I let out an audible hiss, baring my fangs to no one in particular. “If you’re referring to married life, I assure you it’s hell. I don’t know how you and Sky do it.”
“We’re technically not married yet. But if you want to know how to make a relationship work – communication and compromise, Dylan dear. And the occasional mind-blowing sex. You should try it.”
“Thank you, I’ll take that to heart,” I muttered dryly and narrowed my eyes at the club entrance. The crowd writhed under the neon lights and faint thumping music reached myears. Don’s men were on the move again, I spotted three of them jostling through the horde of bodies toward a nearby alleyway.

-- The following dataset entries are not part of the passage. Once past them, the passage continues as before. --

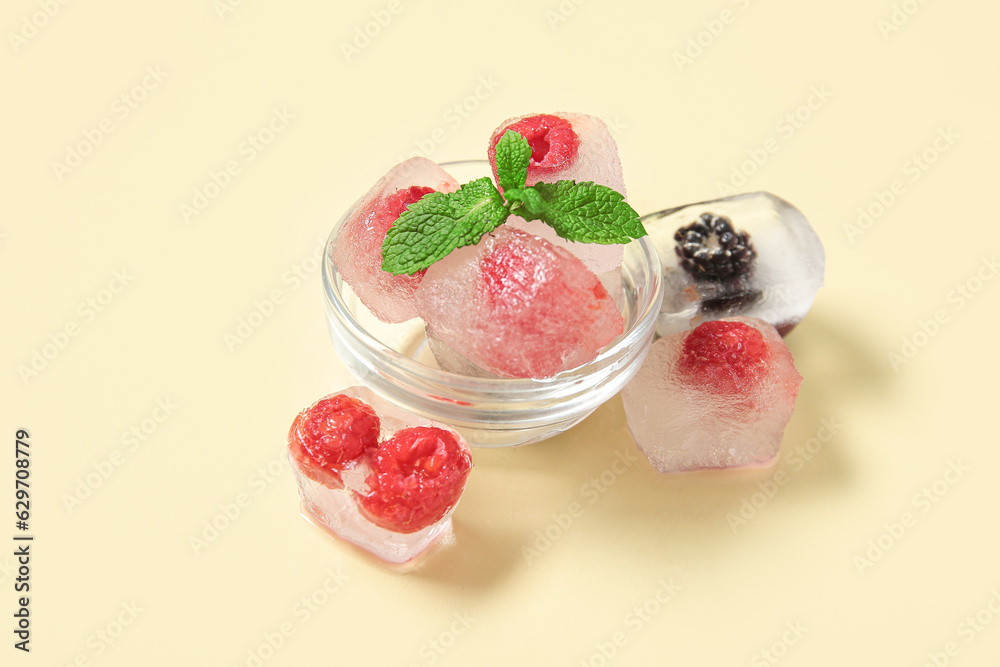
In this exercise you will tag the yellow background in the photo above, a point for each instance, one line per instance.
(808, 556)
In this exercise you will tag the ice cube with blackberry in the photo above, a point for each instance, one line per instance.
(752, 255)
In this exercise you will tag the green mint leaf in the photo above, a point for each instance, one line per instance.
(529, 203)
(513, 155)
(586, 212)
(440, 222)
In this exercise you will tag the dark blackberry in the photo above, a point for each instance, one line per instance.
(711, 249)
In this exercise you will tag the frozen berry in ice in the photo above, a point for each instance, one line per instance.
(750, 255)
(552, 139)
(332, 434)
(357, 250)
(718, 396)
(726, 356)
(417, 476)
(518, 306)
(567, 146)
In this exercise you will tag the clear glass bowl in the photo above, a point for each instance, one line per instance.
(394, 360)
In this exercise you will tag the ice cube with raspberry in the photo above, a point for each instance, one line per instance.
(518, 306)
(571, 147)
(717, 396)
(357, 250)
(753, 255)
(378, 476)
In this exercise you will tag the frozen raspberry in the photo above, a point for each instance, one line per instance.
(417, 476)
(553, 143)
(357, 249)
(332, 433)
(728, 357)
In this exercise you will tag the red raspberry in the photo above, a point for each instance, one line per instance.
(333, 432)
(728, 357)
(553, 143)
(417, 476)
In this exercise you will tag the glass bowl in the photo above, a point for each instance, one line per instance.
(394, 361)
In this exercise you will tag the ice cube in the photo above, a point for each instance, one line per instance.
(518, 306)
(571, 147)
(453, 361)
(352, 497)
(709, 399)
(776, 280)
(357, 250)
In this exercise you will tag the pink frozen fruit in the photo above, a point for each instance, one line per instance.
(357, 249)
(333, 434)
(717, 396)
(568, 147)
(417, 477)
(518, 306)
(378, 476)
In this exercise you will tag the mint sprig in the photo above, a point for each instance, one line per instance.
(438, 223)
(441, 222)
(582, 212)
(513, 156)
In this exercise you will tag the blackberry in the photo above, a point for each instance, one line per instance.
(711, 249)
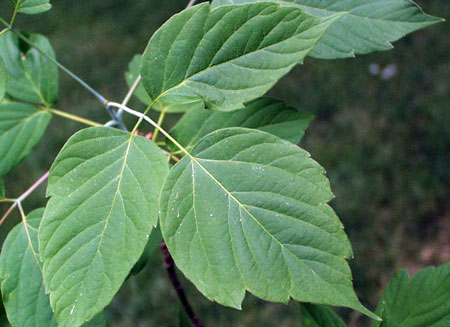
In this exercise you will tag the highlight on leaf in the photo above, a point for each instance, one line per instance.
(23, 290)
(236, 54)
(246, 210)
(266, 114)
(3, 79)
(421, 300)
(31, 76)
(368, 26)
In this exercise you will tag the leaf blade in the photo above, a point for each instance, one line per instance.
(3, 79)
(21, 128)
(24, 297)
(141, 94)
(214, 202)
(266, 114)
(368, 26)
(314, 315)
(104, 187)
(422, 300)
(33, 7)
(32, 77)
(238, 54)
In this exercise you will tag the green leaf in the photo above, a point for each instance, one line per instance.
(3, 79)
(314, 315)
(152, 246)
(21, 128)
(422, 300)
(141, 94)
(31, 76)
(247, 210)
(32, 7)
(370, 25)
(104, 187)
(236, 54)
(2, 189)
(266, 114)
(131, 75)
(22, 287)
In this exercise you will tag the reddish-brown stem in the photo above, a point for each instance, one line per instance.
(25, 194)
(169, 264)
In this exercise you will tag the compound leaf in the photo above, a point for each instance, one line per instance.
(3, 79)
(22, 286)
(314, 315)
(236, 54)
(21, 128)
(141, 94)
(370, 25)
(32, 7)
(104, 188)
(247, 210)
(266, 114)
(422, 300)
(31, 76)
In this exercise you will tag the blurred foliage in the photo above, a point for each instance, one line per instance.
(384, 142)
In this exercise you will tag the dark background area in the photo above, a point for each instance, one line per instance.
(385, 144)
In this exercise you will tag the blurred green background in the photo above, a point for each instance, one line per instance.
(384, 142)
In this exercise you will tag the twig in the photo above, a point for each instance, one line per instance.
(169, 264)
(19, 200)
(72, 117)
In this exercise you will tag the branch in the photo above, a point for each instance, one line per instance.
(169, 264)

I followed silently, keeping to the shadows of the rooftop. There was a thrill to this kind of work, stalking unsuspecting prey. This was what I did best, lurking in peripherals, watching from a distance… Definitely not avoiding my real mission.
Jordan’s voice echoed in my head again. “Do you think she’s spying for Don?”
I scowled, darting over a dormer and keeping pace with the stumbling men below. “Who, Amara? Maybe. I’ve already caught her snooping around the apartment. She’s either working for her father or she’s just incredibly nosey.”
A brief spark of anger flared in my chest before it guttered out and died just as quickly. Hovering around the apartment didn’t necessarily make the woman a spy. But it did make her a pain in the ass. Finding her on the rooftop had been… unpleasant. It was like ripping open my insides and letting her inspect my organs, or wrap her fingers around my fleshy, beating heart.
“You know it would be easier to assess her loyalties if you weren’t avoiding her 24/7. Someone else could have handled this recon mission.”
“I’m not avoiding her!” I slipped silently down a fire escape as Don’s men disappeared into the alleyway. I followed after them at a safe distance, slinking around dumpsters and wrinkling my nose at the sharp stench that seemed to stick to my pores. The familiar aroma of piss, trash, and greasy pizza – the eau de Cologne of New York City.